The company is placing full page ads in national publications including Wall Street Journal, New York Times and USA Today as well as in local market newspapers including Anniston Star, Birmingham News, Chicago Tribune, Los Angeles Times, New York Post, Montgomery Advertiser, Mobile Press Register and Orange County Register. The company is also executing a campaign to reach its Hispanic customers.

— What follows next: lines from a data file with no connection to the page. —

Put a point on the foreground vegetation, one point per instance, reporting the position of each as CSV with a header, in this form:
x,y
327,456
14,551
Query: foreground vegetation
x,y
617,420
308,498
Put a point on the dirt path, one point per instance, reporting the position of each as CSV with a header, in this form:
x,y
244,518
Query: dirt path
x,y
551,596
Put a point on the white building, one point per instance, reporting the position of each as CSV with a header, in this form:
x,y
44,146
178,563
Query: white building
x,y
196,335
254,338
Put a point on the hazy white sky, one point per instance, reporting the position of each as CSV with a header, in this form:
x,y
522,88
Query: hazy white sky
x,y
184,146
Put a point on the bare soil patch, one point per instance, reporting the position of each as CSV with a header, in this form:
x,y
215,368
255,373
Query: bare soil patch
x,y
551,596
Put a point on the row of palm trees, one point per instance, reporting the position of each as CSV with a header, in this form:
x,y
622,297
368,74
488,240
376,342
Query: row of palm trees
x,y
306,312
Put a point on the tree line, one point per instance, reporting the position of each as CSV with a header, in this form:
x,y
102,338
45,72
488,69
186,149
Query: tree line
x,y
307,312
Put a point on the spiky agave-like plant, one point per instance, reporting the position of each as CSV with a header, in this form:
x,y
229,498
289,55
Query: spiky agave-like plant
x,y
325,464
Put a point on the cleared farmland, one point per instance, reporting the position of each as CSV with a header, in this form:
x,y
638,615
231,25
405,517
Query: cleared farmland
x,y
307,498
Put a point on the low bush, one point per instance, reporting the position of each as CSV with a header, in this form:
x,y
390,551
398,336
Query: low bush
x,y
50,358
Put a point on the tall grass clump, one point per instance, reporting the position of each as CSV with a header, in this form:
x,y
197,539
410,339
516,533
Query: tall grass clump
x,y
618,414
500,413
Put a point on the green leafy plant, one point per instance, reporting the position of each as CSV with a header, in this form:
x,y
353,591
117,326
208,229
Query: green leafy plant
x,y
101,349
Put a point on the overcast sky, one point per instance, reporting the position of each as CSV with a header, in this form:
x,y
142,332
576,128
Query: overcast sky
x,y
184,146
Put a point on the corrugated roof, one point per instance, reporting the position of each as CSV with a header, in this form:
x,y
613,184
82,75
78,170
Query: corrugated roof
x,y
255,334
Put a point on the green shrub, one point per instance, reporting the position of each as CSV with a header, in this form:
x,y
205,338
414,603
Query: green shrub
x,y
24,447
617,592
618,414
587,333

To reach consumers online, the company launched a YouTube video featuring Taco Bell President Greg Creed speaking about the withdrawal of the lawsuit. The video will be placed on the company's YouTube channel (www.youtube.com/tacobell), Facebook page (www.facebook.com/tacobell), website (www.tacobell.com) and supported with an online campaign on leading search engines and social media.

The Advertising Copy reads:

Would it kill you to say you're sorry?

The law firm that brought false claims about our product quality and advertising integrity has voluntarily withdrawn their class action suit against Taco Bell.

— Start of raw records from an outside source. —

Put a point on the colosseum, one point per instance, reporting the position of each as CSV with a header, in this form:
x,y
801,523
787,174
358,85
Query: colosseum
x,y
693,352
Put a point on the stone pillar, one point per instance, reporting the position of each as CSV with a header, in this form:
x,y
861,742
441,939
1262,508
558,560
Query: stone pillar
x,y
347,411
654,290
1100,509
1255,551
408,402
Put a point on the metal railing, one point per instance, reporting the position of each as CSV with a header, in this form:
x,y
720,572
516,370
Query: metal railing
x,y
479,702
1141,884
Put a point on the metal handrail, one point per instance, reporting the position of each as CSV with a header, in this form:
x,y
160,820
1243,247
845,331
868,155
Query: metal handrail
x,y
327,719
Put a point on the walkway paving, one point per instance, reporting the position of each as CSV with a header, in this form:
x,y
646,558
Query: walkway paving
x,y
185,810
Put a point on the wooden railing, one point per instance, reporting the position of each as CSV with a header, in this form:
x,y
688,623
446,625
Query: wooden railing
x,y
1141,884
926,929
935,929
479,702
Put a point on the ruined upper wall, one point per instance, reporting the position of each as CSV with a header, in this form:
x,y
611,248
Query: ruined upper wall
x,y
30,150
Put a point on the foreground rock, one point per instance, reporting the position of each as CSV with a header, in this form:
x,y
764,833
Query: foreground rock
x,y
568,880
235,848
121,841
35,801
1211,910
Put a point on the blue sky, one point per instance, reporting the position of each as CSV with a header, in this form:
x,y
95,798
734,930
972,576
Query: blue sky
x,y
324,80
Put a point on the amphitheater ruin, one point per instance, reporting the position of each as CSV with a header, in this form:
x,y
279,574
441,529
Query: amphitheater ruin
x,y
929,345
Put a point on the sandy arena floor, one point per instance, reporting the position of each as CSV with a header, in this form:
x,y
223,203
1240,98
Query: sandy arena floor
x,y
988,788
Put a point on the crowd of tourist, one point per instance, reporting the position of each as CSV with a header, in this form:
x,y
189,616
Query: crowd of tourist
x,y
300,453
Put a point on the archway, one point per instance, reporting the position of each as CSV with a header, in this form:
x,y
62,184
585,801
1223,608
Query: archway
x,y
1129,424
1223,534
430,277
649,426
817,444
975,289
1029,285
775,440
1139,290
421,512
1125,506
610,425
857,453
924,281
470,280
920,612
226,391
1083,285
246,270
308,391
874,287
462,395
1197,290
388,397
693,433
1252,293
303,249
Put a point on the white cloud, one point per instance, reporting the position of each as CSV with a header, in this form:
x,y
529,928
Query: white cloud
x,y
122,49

No changes to our products or ingredients.
No changes to our advertising.
No money exchanged.
No settlement agreement.

Because we've ALWAYS used 100% USDA-inspected premium beef."

Yeah, if you believe Taco Bell didn't pay them off, I have a bridge I want to sell you! :rolleyes:

But I believe them when they say they haven't changed their product - It's always been garbage, and it still is. And what the hell is USDA-inspected "premium" beef. Is that a new USDA designation? What is that, just below dog food?